Jonono, the great-grandson of Ndebele moved north with his people and settled in the area just north east of modern-day Ladysmith in the mountains surrounding the mouth of the Cwembe River. Jononoskop which is approximately 30 km north east of Ladysmith is said to be the burial place of Jonono.
Jonono was succeeded as "Ngwenyama" which is the title of the King of the Ndebele, by his eldest son Nanasi who legend holds, was resistant to all poisons. One tale tells of how Nanasi feasted on the top of a nearby hill on poisonous fruit only to discover that he remained unharmed by the fruit. Today the alleged site is called "Butiswini" from ubuthi esiswini which roughly means 'a poisoned stomach'. Oral tradition does not tell us why Nanasi was eating poisonous fruit in the first place.
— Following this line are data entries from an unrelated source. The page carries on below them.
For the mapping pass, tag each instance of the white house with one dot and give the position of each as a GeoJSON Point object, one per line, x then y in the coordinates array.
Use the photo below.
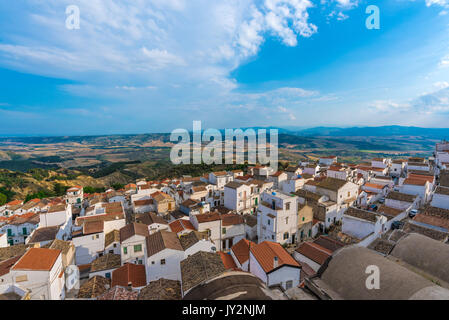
{"type": "Point", "coordinates": [163, 256]}
{"type": "Point", "coordinates": [440, 198]}
{"type": "Point", "coordinates": [361, 223]}
{"type": "Point", "coordinates": [89, 242]}
{"type": "Point", "coordinates": [399, 200]}
{"type": "Point", "coordinates": [133, 241]}
{"type": "Point", "coordinates": [273, 265]}
{"type": "Point", "coordinates": [277, 217]}
{"type": "Point", "coordinates": [41, 272]}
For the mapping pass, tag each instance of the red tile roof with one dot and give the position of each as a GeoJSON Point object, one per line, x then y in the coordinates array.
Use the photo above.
{"type": "Point", "coordinates": [181, 225]}
{"type": "Point", "coordinates": [38, 259]}
{"type": "Point", "coordinates": [314, 252]}
{"type": "Point", "coordinates": [129, 273]}
{"type": "Point", "coordinates": [228, 261]}
{"type": "Point", "coordinates": [266, 251]}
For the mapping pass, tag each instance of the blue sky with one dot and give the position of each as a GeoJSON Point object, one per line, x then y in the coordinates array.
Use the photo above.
{"type": "Point", "coordinates": [157, 65]}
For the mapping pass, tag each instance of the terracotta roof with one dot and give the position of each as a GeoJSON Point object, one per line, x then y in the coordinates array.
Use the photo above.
{"type": "Point", "coordinates": [111, 237]}
{"type": "Point", "coordinates": [415, 182]}
{"type": "Point", "coordinates": [148, 218]}
{"type": "Point", "coordinates": [129, 273]}
{"type": "Point", "coordinates": [393, 195]}
{"type": "Point", "coordinates": [314, 252]}
{"type": "Point", "coordinates": [180, 225]}
{"type": "Point", "coordinates": [144, 202]}
{"type": "Point", "coordinates": [241, 250]}
{"type": "Point", "coordinates": [207, 217]}
{"type": "Point", "coordinates": [119, 293]}
{"type": "Point", "coordinates": [331, 184]}
{"type": "Point", "coordinates": [361, 214]}
{"type": "Point", "coordinates": [38, 259]}
{"type": "Point", "coordinates": [200, 267]}
{"type": "Point", "coordinates": [133, 229]}
{"type": "Point", "coordinates": [231, 219]}
{"type": "Point", "coordinates": [92, 227]}
{"type": "Point", "coordinates": [162, 240]}
{"type": "Point", "coordinates": [162, 289]}
{"type": "Point", "coordinates": [6, 265]}
{"type": "Point", "coordinates": [93, 288]}
{"type": "Point", "coordinates": [266, 251]}
{"type": "Point", "coordinates": [106, 262]}
{"type": "Point", "coordinates": [389, 210]}
{"type": "Point", "coordinates": [44, 234]}
{"type": "Point", "coordinates": [191, 238]}
{"type": "Point", "coordinates": [228, 261]}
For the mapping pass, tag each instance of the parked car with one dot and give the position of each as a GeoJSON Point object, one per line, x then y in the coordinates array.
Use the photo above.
{"type": "Point", "coordinates": [397, 225]}
{"type": "Point", "coordinates": [413, 213]}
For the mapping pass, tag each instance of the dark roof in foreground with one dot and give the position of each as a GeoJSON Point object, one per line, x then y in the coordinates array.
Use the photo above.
{"type": "Point", "coordinates": [232, 286]}
{"type": "Point", "coordinates": [345, 278]}
{"type": "Point", "coordinates": [94, 287]}
{"type": "Point", "coordinates": [162, 289]}
{"type": "Point", "coordinates": [200, 267]}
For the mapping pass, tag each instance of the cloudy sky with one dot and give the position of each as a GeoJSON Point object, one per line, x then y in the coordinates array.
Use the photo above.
{"type": "Point", "coordinates": [156, 65]}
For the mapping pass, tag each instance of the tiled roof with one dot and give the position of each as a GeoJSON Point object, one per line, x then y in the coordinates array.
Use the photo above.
{"type": "Point", "coordinates": [129, 273]}
{"type": "Point", "coordinates": [162, 289]}
{"type": "Point", "coordinates": [180, 225]}
{"type": "Point", "coordinates": [111, 237]}
{"type": "Point", "coordinates": [149, 218]}
{"type": "Point", "coordinates": [6, 265]}
{"type": "Point", "coordinates": [266, 251]}
{"type": "Point", "coordinates": [44, 234]}
{"type": "Point", "coordinates": [241, 250]}
{"type": "Point", "coordinates": [389, 210]}
{"type": "Point", "coordinates": [133, 229]}
{"type": "Point", "coordinates": [442, 190]}
{"type": "Point", "coordinates": [119, 293]}
{"type": "Point", "coordinates": [106, 262]}
{"type": "Point", "coordinates": [361, 214]}
{"type": "Point", "coordinates": [189, 239]}
{"type": "Point", "coordinates": [93, 288]}
{"type": "Point", "coordinates": [231, 219]}
{"type": "Point", "coordinates": [91, 227]}
{"type": "Point", "coordinates": [162, 240]}
{"type": "Point", "coordinates": [228, 261]}
{"type": "Point", "coordinates": [13, 251]}
{"type": "Point", "coordinates": [393, 195]}
{"type": "Point", "coordinates": [38, 259]}
{"type": "Point", "coordinates": [200, 267]}
{"type": "Point", "coordinates": [314, 252]}
{"type": "Point", "coordinates": [331, 184]}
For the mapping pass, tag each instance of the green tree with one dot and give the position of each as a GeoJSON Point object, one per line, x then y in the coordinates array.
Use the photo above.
{"type": "Point", "coordinates": [3, 199]}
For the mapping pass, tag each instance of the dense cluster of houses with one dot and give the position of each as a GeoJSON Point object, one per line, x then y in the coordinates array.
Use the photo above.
{"type": "Point", "coordinates": [280, 235]}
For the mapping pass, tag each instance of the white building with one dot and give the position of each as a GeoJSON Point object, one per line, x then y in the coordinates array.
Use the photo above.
{"type": "Point", "coordinates": [163, 256]}
{"type": "Point", "coordinates": [440, 198]}
{"type": "Point", "coordinates": [273, 265]}
{"type": "Point", "coordinates": [41, 272]}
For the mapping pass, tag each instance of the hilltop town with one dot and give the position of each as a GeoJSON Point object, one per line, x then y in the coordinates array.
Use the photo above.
{"type": "Point", "coordinates": [307, 232]}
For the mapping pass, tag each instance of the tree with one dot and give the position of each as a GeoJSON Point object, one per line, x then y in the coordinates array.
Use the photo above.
{"type": "Point", "coordinates": [3, 199]}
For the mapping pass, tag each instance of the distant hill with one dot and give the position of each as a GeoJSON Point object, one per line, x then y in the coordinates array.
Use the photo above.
{"type": "Point", "coordinates": [383, 131]}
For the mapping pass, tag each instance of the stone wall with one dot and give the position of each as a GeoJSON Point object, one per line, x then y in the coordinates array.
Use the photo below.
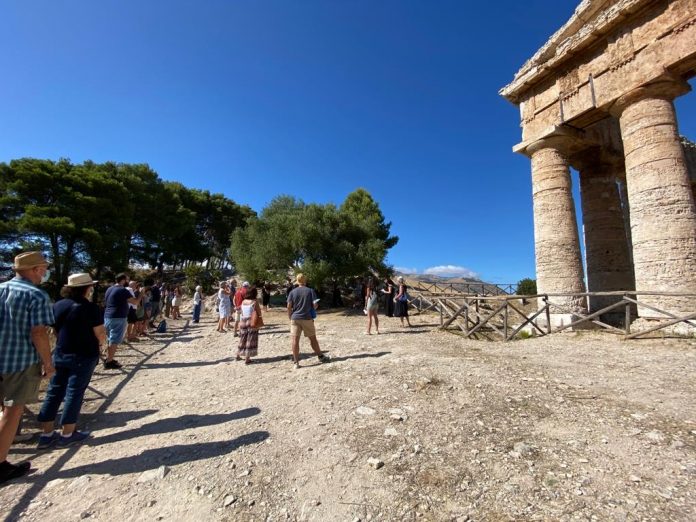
{"type": "Point", "coordinates": [689, 148]}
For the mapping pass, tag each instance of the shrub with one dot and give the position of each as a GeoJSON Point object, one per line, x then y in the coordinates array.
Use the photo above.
{"type": "Point", "coordinates": [526, 286]}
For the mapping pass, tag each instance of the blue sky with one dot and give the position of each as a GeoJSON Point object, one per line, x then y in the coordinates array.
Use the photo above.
{"type": "Point", "coordinates": [313, 98]}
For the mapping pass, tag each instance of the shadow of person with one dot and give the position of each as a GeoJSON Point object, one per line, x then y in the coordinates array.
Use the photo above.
{"type": "Point", "coordinates": [167, 455]}
{"type": "Point", "coordinates": [156, 366]}
{"type": "Point", "coordinates": [173, 424]}
{"type": "Point", "coordinates": [114, 419]}
{"type": "Point", "coordinates": [366, 355]}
Migration to north of the Vaal river
Nanasi died without issue and so Mafana his brother succeeded him as Ngwenyama. Mafana is said to have lived in the mid 1500s. Mafana moved his people from their lands near Ladysmith moving in a north westward direction crossing first the Drakensberg Mountains and then made an attempt to cross the Vaal River. He was unsuccessful and drowned in the river along with a few others.
After the death of his father Mafana, Mhlanga assumed the throne and took his people over the Vaal River travelling in a north westward direction finally settling in an area around modern day Randfontein. Mhlanga established a new capitol that was later called eMhlangeni(now known as Mehlakeng), which means Mhlanga's place, and there he stayed with the Ndebele until his death.
Musi, the son of Mhlanga succeeded his father as Ngwenyama of the Ndebele people. While at eMhlangeni, Musi found the area becoming increasingly hostile from the Sotho-Tswana tribes to the west that had not taken kindly to the Nguni Ndebele settling so close to their borders. Ultimately due the competing of resources, Musi uprooted the Ndebele once again and moved his people northwards crossing first the Jukskei River then the Hennops River. After discovering the source of the Apies River, Musi's Ndebele moved north along its banks through Wonderboompoort and settled in the hills north of Wonderboomkop on both side of the Apies River. Here Musi established two settlements. The first of which "KwaMnyamana" (The Place of Black Rocks) served as a new capitol for the Ndebele and was situated on the eastern side of the Apies river. The second settlement was that of "eMaruleni" (Named for the abundance of Marula fruit trees), which was situated on the western side of the Apies river.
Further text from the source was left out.